Primeira gravidez aos 9
“O filho dessa mulher começou a abusar de mim e engravidei pela primeira vez com nove anos. Nem sabia direito o que estava acontecendo comigo. Continuava brincando e via a barriga crescendo. Todo mundo sabia dos abusos.
Meu parto aconteceu aos seis meses de gestação. Eu pesava 32 quilos e tive uma menina. Foi um escândalo na época e até apareceu polícia no hospital. Mas a mulher que me pegou tinha arrumado uma certidão falsa, em que dizia que era minha mãe. E afirmou que não sabia quem tinha abusado de mim. Eu também tive medo de contar a verdade.
Não sei dizer o que aconteceu, mas minha filha morreu quatro horas depois do parto. Acho que porque nasceu prematura. Era muito miúda. E eu quase não comia. O que me lembro daquele dia é que tive muita dor, mas não senti afeto de mãe. A morte da minha filha não foi sentida.“
Segunda gestação e fuga
Engravidei novamente um ano depois. E, de novo, perdi a criança, da mesma forma. Também era uma menina. A mulher que fingia ser minha mãe contou no hospital que eu era namoradeira. Ninguém desconfiou de nada.
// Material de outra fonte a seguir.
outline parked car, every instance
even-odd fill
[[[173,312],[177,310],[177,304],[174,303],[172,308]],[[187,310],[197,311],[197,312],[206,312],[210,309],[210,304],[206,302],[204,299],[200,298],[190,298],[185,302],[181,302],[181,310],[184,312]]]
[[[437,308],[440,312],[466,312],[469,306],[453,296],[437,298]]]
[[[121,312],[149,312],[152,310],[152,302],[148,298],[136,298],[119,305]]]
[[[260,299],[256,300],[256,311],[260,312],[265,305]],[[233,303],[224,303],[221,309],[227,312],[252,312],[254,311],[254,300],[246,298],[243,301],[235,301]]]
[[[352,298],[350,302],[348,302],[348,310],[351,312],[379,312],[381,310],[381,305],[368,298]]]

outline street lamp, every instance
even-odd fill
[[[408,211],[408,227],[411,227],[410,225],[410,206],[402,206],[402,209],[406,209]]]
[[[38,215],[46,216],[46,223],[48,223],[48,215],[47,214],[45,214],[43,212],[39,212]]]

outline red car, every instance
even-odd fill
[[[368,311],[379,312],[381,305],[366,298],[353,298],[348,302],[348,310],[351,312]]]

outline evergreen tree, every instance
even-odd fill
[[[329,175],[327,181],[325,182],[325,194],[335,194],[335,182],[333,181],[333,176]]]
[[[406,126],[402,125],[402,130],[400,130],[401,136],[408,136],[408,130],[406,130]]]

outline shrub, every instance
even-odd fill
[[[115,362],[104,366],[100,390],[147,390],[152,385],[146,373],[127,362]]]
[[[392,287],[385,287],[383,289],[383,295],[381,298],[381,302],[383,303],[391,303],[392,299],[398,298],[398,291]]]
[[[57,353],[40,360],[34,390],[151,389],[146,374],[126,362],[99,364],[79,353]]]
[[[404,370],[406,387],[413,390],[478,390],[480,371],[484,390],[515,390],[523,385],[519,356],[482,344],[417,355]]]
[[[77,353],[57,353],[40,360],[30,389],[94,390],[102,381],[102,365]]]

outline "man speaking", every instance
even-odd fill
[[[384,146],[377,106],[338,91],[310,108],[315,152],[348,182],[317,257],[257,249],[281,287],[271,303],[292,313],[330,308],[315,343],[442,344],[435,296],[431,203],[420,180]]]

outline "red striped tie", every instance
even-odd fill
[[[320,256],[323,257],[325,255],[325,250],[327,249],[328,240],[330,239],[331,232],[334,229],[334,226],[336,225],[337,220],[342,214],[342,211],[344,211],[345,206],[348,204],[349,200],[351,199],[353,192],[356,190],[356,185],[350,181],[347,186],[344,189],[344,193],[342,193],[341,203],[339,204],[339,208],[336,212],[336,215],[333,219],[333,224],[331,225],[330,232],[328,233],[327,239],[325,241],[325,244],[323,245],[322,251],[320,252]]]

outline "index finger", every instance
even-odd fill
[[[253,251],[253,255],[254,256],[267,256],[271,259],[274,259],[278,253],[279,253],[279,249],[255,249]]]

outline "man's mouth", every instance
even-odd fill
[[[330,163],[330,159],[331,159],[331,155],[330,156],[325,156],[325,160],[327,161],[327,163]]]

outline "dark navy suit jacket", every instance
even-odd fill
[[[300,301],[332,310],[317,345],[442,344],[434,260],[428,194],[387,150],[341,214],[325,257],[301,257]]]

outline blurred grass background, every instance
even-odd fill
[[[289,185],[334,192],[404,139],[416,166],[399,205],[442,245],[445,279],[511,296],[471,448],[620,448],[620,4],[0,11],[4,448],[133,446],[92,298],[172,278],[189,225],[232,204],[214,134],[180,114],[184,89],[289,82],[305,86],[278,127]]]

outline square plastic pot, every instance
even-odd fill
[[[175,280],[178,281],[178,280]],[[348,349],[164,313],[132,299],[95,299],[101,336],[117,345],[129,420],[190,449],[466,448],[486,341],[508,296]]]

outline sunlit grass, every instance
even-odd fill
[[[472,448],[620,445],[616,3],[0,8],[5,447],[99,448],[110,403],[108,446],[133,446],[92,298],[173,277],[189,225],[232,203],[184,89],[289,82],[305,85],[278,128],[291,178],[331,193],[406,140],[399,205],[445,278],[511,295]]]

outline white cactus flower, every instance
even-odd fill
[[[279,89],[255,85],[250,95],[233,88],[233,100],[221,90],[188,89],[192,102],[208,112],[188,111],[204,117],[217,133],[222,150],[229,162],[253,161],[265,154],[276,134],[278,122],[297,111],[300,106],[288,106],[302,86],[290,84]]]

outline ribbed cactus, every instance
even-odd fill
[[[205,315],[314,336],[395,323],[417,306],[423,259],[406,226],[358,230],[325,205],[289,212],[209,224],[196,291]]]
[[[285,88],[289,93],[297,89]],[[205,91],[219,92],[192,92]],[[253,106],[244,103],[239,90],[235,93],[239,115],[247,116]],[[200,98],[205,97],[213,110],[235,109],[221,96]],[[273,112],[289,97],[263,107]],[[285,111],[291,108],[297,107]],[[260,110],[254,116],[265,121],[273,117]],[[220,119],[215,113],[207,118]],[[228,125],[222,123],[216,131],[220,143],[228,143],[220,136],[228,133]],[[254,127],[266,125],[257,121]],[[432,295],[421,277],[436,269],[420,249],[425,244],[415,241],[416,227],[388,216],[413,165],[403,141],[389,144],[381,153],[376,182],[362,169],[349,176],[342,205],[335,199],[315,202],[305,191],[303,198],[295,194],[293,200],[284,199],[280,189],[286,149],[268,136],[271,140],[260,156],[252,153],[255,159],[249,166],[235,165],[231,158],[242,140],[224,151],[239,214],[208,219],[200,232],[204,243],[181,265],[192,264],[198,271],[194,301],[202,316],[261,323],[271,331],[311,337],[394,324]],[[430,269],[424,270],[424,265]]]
Consegui fugir dessa casa aos 13 anos com a ajuda de uns vizinhos. Acho que não denunciavam o que acontecia comigo por medo. Voltei para Americana. Encontrei antigos conhecidos da minha mãe e pedi ajuda. Soube, um tempo depois, que o homem que me estuprava e a mãe dele foram mortos. Mas nunca fui à delegacia contar o que aconteceu comigo.
Quanto à minha mãe, ela diz que chegou a ir atrás de mim e me viu grávida, andando numa feira. Mas, quando soube que eu estava vivendo com bandidos, ficou com medo de chegar perto. Não sei se é verdade. A gente voltou a ter contato alguns anos depois.
Até os 25 anos, eu sentia ódio de todo mundo, incluindo a minha mãe. Eu a culpava por tudo o que aconteceu comigo. Tive depressão e tentei me matar.
Casei duas vezes e, com cada um dos maridos, tive dois filhos. Todos desejados. Mas também tive infecções em todas as gestações e nunca completei os nove meses de gravidez. Tomava remédio para não perder as crianças. Também não podia fazer nada. Era repouso total. Meus filhos hoje estão com 24, 21, 18 e 10 anos. Eu contei minha história para alertar a eles sobre as maldades do mundo.
No meu primeiro casamento, conseguimos uma casa popular da prefeitura. Quando nos separamos, a casa ficou pra mim. Vendi esse imóvel e hoje vivo numa casa melhor. Trabalho como faxineira, profissão que eu amo. E tenho o meu carro também.
Em casos como o meu, de crianças que são abusadas, sou a favor do aborto. Como fica a vida de uma menina que tem um bebê? E como explicar para essa criança que ela foi fruto de estupro?.
Tenho problemas para me relacionar até hoje. Nunca tive prazer, mas vivo em paz comigo mesma. Tomei a decisão de não ter mais parceiro. Procurei uma igreja e deixei meus traumas adormecidos. A fé é importante para superar, não importa a religião.”